In 1646, in the middle of civil war, the plague had struck with a vengeance in Salisbury and the churchwardens at Thomas’ were desperate to find room for burials.
They were required in December 1645 by the then Mayor to put together a census of the parishioners "by the next Friday"! It doesn’t explain exactly what this was for but it may have been to keep track of matters during the plagues, or to do with requirements for church attendance. But the following month “the scantnes of the burial place in the parish and the multitude of the Inhabitants therein” had them petitioning the Cathedral for space in “the ancient burying place (belonging to the said parish) in the Litten* of the Cathedral Church…”
They were prepared to open up and re-use the graves of dead “lately buryed” but were worried about infection. All this tells a grim tale.
1665 - 1666
This was the worst outbreak of plague in England since the black death of 1348. London lost roughly 15% of its population. While 68,596 deaths were recorded in the city, the true number was probably over 100,000. Other parts of the country also suffered.
The earliest cases of disease occurred in the spring of 1665 in a parish outside the city walls called St Giles-in-the-Fields. The death rate began to rise during the hot summer months and peaked in September when 7,165 Londoners died in one week.
When the disease was at its height in London in 1665, cases also appeared at Donhead St. Mary and Salisbury. The usual orders were issued forbidding the receipt by tradesmen of goods from infected places, compelling suspected persons to remain shut up in their houses, and restraining the travelling of pedlars, tinkers, and fiddlers. The following year, however, plague appeared at Marlborough, Mildenhall, and Wootton Bassett, and the Salisbury outbreak worsened.

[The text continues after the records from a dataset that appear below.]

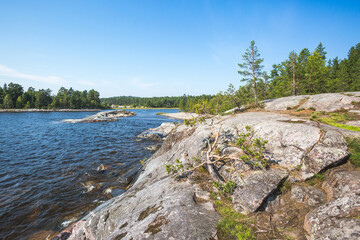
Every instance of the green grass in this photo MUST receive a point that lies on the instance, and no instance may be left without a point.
(232, 225)
(354, 148)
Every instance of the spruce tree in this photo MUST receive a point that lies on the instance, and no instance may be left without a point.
(251, 67)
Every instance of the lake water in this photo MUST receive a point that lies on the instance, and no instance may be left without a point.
(48, 167)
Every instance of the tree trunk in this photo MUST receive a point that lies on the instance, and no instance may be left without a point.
(293, 82)
(254, 79)
(309, 83)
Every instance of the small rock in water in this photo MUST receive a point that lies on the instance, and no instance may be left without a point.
(89, 187)
(153, 147)
(117, 192)
(66, 223)
(102, 167)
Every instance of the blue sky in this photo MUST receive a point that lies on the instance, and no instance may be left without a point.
(161, 48)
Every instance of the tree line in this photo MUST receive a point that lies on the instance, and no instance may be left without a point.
(12, 95)
(304, 73)
(154, 102)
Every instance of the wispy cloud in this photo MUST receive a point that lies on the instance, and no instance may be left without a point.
(87, 83)
(12, 73)
(137, 82)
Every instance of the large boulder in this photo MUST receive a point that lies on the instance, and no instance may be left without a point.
(158, 133)
(341, 182)
(158, 207)
(327, 102)
(106, 116)
(284, 103)
(292, 143)
(307, 195)
(338, 219)
(255, 187)
(330, 102)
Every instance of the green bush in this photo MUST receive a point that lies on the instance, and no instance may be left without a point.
(253, 148)
(232, 225)
(354, 148)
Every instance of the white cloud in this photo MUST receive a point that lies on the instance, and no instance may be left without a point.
(9, 72)
(87, 83)
(137, 82)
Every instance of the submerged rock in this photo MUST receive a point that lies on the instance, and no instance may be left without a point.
(159, 207)
(159, 133)
(107, 116)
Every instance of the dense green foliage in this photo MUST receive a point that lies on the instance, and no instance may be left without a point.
(155, 102)
(14, 96)
(310, 73)
(354, 148)
(232, 225)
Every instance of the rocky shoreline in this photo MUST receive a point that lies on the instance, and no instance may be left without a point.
(308, 191)
(47, 110)
(107, 116)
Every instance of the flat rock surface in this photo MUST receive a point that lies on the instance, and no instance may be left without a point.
(330, 102)
(255, 187)
(159, 207)
(341, 182)
(284, 103)
(338, 219)
(307, 195)
(327, 102)
(180, 115)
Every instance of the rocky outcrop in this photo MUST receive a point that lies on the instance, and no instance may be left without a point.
(107, 116)
(255, 187)
(338, 219)
(327, 102)
(307, 195)
(159, 133)
(341, 182)
(158, 207)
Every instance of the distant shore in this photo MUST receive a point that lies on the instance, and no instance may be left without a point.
(48, 110)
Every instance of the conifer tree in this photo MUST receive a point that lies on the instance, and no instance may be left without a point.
(251, 67)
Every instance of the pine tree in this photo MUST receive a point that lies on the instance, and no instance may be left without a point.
(293, 65)
(251, 67)
(321, 50)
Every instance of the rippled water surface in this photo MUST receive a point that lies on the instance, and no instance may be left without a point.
(46, 165)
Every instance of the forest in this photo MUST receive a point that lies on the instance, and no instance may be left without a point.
(12, 95)
(304, 73)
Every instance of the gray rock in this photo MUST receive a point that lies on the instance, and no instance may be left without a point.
(308, 195)
(327, 102)
(107, 116)
(330, 102)
(284, 103)
(159, 133)
(255, 187)
(291, 144)
(338, 219)
(339, 183)
(353, 123)
(158, 207)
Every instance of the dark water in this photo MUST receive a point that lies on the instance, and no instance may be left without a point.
(45, 163)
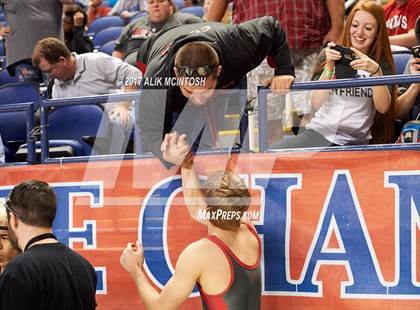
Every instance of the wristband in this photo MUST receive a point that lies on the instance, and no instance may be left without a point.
(379, 67)
(327, 73)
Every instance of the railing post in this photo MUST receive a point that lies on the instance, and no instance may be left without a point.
(44, 133)
(138, 146)
(262, 119)
(30, 138)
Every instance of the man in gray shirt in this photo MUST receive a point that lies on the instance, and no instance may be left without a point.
(161, 16)
(29, 21)
(90, 74)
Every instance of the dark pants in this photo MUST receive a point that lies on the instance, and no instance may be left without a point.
(305, 138)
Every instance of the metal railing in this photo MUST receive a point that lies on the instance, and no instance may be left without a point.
(28, 108)
(330, 84)
(86, 100)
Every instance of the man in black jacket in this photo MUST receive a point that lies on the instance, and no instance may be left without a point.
(48, 275)
(188, 63)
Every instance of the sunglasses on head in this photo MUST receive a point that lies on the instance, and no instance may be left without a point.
(201, 71)
(9, 209)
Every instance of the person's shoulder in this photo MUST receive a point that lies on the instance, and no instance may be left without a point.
(414, 6)
(186, 17)
(200, 249)
(389, 4)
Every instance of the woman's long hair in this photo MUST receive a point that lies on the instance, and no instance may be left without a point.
(380, 51)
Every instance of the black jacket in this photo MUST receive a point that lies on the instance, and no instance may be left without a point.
(240, 48)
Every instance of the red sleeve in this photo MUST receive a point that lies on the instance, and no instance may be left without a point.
(414, 8)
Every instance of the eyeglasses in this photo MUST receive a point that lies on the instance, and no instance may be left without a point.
(10, 210)
(201, 71)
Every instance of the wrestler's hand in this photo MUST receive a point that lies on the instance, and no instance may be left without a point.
(175, 148)
(132, 258)
(281, 83)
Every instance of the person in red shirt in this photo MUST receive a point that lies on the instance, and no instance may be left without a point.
(96, 9)
(401, 18)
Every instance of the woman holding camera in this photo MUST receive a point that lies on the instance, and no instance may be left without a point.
(358, 115)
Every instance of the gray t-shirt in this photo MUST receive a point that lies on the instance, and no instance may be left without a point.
(30, 21)
(96, 74)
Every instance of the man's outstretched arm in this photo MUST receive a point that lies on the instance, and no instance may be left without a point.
(176, 150)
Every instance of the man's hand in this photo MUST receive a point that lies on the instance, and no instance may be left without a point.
(5, 31)
(78, 19)
(132, 258)
(120, 113)
(281, 83)
(332, 36)
(175, 148)
(364, 62)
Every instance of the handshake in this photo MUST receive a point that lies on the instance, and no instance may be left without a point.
(175, 148)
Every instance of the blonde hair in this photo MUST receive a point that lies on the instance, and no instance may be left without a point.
(3, 213)
(226, 193)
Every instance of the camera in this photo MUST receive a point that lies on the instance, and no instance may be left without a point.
(342, 66)
(416, 51)
(347, 55)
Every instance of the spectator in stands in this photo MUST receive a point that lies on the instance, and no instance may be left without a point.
(355, 115)
(74, 24)
(127, 8)
(96, 9)
(188, 3)
(409, 102)
(48, 274)
(29, 22)
(7, 251)
(306, 34)
(401, 18)
(161, 16)
(91, 74)
(202, 58)
(227, 18)
(232, 245)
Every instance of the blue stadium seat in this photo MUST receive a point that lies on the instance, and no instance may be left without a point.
(103, 23)
(18, 92)
(13, 132)
(2, 62)
(2, 48)
(138, 15)
(74, 122)
(106, 35)
(400, 60)
(179, 4)
(195, 10)
(6, 78)
(107, 48)
(13, 124)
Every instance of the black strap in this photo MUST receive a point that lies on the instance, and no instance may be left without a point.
(39, 238)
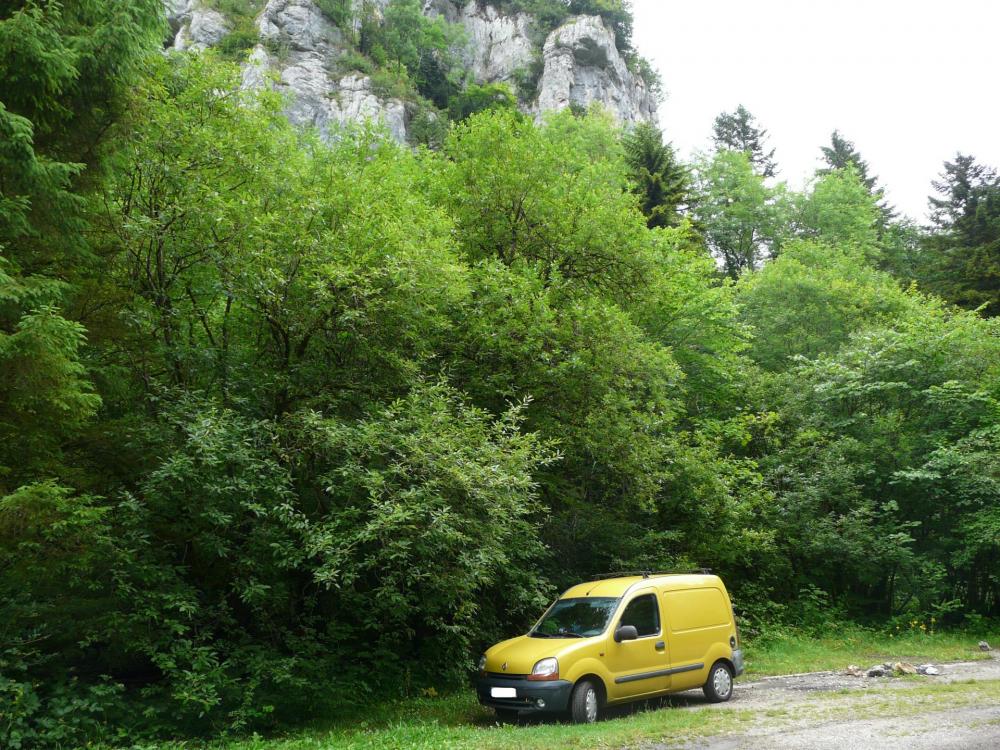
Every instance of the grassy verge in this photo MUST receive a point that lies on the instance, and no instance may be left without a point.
(792, 652)
(456, 722)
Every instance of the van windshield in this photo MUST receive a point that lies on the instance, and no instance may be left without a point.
(576, 618)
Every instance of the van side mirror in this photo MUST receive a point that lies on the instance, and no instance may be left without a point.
(626, 633)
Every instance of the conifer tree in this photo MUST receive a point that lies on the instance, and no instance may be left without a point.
(962, 261)
(738, 131)
(659, 180)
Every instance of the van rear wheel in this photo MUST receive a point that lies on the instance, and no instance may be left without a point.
(719, 685)
(585, 703)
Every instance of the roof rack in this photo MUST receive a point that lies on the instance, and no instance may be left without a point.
(650, 573)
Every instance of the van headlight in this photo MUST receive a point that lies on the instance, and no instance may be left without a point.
(545, 669)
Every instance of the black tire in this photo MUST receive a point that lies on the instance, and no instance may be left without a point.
(585, 703)
(718, 687)
(506, 715)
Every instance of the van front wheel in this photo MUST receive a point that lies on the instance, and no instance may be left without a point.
(719, 686)
(585, 703)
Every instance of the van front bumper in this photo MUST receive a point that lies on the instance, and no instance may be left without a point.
(550, 696)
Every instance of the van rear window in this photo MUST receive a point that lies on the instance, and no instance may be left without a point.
(690, 609)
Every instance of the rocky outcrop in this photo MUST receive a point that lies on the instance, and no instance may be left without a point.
(310, 46)
(583, 67)
(195, 26)
(498, 45)
(301, 52)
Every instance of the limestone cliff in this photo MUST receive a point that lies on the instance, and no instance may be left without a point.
(301, 51)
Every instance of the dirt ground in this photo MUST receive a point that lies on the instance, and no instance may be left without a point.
(972, 727)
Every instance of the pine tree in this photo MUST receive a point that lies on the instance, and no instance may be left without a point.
(659, 180)
(738, 131)
(840, 154)
(962, 261)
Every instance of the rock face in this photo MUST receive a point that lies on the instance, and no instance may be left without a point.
(310, 47)
(583, 66)
(194, 26)
(498, 46)
(302, 52)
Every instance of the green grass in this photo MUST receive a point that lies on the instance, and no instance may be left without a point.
(456, 722)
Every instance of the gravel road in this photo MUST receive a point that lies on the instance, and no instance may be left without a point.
(970, 727)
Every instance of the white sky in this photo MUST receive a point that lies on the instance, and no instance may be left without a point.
(910, 82)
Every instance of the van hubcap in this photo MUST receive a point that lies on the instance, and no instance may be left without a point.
(591, 705)
(722, 682)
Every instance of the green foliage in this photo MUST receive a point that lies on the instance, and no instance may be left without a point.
(743, 219)
(961, 261)
(841, 211)
(407, 40)
(659, 180)
(475, 98)
(737, 131)
(811, 298)
(289, 426)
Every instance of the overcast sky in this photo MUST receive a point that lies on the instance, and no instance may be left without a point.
(910, 82)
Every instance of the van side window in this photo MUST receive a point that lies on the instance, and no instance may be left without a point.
(643, 613)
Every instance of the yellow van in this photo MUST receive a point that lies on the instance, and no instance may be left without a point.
(614, 640)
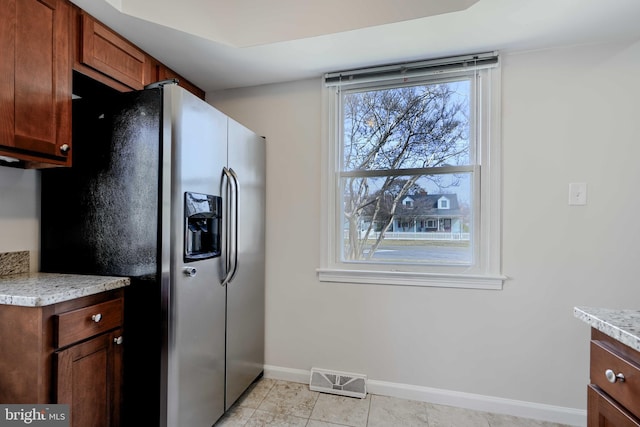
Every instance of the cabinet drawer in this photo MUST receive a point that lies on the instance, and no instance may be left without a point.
(83, 323)
(603, 411)
(625, 391)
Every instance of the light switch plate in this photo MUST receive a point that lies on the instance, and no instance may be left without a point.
(577, 193)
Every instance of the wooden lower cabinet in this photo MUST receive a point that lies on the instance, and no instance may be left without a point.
(602, 411)
(70, 353)
(614, 393)
(89, 379)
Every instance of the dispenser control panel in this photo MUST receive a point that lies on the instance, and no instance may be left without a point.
(203, 226)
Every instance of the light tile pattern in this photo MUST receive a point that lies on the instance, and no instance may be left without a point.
(280, 403)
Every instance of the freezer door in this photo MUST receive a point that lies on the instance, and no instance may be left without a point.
(193, 298)
(245, 291)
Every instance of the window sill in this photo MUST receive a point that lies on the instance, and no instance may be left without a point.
(491, 282)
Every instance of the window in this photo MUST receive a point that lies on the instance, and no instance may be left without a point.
(443, 203)
(412, 174)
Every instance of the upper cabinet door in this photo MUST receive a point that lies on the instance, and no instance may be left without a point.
(107, 52)
(35, 88)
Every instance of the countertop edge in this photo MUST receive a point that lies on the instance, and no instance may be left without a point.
(608, 326)
(42, 289)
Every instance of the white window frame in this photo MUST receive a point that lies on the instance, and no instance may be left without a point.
(485, 273)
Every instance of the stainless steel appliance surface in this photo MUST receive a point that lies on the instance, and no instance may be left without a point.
(169, 191)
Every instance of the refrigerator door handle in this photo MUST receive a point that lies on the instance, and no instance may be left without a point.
(234, 175)
(231, 252)
(226, 176)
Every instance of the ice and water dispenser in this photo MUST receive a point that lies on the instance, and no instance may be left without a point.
(203, 226)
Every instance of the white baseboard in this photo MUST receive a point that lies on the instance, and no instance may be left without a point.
(518, 408)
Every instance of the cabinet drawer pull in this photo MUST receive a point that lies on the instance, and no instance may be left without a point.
(612, 377)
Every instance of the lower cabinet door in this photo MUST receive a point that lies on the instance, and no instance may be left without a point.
(602, 411)
(89, 379)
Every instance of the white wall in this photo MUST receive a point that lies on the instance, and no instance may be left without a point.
(20, 212)
(569, 115)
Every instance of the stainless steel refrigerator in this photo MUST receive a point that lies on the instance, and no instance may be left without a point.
(169, 191)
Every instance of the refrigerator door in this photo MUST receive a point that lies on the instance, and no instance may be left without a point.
(245, 291)
(193, 300)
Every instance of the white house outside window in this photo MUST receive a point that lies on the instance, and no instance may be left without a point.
(413, 174)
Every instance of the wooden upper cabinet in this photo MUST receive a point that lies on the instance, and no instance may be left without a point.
(165, 73)
(35, 88)
(104, 55)
(108, 53)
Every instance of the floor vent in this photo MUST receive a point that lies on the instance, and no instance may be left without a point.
(334, 382)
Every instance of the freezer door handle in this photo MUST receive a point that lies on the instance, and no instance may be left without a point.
(232, 192)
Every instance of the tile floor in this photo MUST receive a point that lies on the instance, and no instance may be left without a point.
(280, 403)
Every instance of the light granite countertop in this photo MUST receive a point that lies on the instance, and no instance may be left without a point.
(622, 325)
(40, 289)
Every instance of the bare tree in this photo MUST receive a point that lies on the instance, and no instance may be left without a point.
(409, 127)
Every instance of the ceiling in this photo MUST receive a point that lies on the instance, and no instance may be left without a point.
(224, 44)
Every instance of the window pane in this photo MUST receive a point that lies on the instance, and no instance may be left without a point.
(407, 127)
(424, 219)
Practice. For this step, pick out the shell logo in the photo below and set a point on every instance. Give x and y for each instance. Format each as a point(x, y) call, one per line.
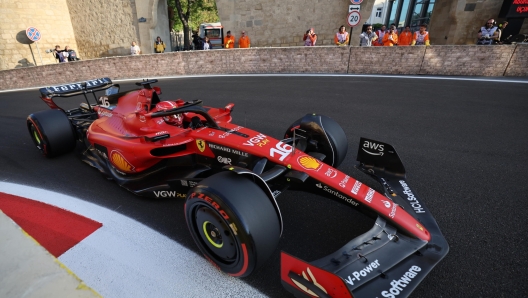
point(120, 162)
point(309, 163)
point(419, 227)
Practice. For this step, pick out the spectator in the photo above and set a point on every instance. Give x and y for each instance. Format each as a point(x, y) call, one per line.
point(421, 37)
point(405, 38)
point(380, 33)
point(310, 38)
point(501, 28)
point(57, 53)
point(390, 38)
point(197, 41)
point(243, 41)
point(230, 41)
point(159, 45)
point(65, 54)
point(341, 38)
point(207, 44)
point(134, 49)
point(488, 33)
point(367, 38)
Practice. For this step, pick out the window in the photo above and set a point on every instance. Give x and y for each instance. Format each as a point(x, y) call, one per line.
point(378, 13)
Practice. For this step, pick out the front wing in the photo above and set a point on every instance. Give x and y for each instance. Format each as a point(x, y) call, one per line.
point(383, 262)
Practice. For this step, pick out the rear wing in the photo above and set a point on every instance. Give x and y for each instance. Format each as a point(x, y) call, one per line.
point(383, 262)
point(73, 89)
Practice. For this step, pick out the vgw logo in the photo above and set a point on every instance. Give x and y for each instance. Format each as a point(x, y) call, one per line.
point(372, 146)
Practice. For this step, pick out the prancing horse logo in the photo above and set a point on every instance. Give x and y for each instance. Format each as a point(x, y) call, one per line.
point(201, 145)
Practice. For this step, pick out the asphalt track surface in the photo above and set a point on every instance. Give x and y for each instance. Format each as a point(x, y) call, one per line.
point(463, 144)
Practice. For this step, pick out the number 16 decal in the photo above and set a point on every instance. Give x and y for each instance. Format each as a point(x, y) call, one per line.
point(281, 149)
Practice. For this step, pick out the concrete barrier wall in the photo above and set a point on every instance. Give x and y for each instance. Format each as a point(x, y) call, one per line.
point(511, 60)
point(467, 60)
point(386, 60)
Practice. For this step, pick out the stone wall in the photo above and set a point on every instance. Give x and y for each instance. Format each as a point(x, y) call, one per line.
point(50, 17)
point(467, 60)
point(279, 23)
point(104, 28)
point(93, 28)
point(518, 65)
point(433, 60)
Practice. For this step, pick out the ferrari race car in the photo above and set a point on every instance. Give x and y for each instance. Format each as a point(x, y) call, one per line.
point(231, 177)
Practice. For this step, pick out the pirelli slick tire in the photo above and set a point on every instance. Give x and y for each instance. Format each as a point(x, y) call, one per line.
point(233, 222)
point(52, 132)
point(323, 135)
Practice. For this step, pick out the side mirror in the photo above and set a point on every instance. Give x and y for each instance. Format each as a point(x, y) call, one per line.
point(112, 90)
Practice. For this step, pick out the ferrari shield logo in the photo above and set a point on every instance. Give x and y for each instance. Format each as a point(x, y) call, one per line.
point(201, 145)
point(309, 163)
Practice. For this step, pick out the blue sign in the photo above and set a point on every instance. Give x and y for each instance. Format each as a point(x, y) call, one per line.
point(33, 34)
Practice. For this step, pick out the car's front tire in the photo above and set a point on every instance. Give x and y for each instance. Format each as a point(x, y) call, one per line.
point(233, 222)
point(51, 132)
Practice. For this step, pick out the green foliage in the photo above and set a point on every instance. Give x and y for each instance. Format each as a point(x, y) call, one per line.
point(201, 11)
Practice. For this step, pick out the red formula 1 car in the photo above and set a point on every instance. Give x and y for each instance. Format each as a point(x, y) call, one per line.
point(231, 177)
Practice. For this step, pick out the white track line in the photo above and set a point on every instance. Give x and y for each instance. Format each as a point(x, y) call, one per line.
point(124, 258)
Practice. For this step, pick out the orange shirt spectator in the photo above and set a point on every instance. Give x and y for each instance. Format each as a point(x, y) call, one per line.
point(341, 38)
point(229, 41)
point(380, 33)
point(390, 39)
point(421, 37)
point(310, 38)
point(244, 41)
point(405, 37)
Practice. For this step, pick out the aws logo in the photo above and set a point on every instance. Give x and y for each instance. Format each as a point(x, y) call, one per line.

King Charles II lived in Malmesbury House in Salisbury's Cathedral Close for the year of 1665 as he escaped the plague in London. It's not open to the public but you can see his oriel window where he would regularly address the humble people of Salisbury.
In September of 1665 King Charles II and his family left Salisbury for Oxford after a few cases of plague were reported there and in October when the above Quarter Sessions were held at Bridport, Parliament met at Oxford instead of London.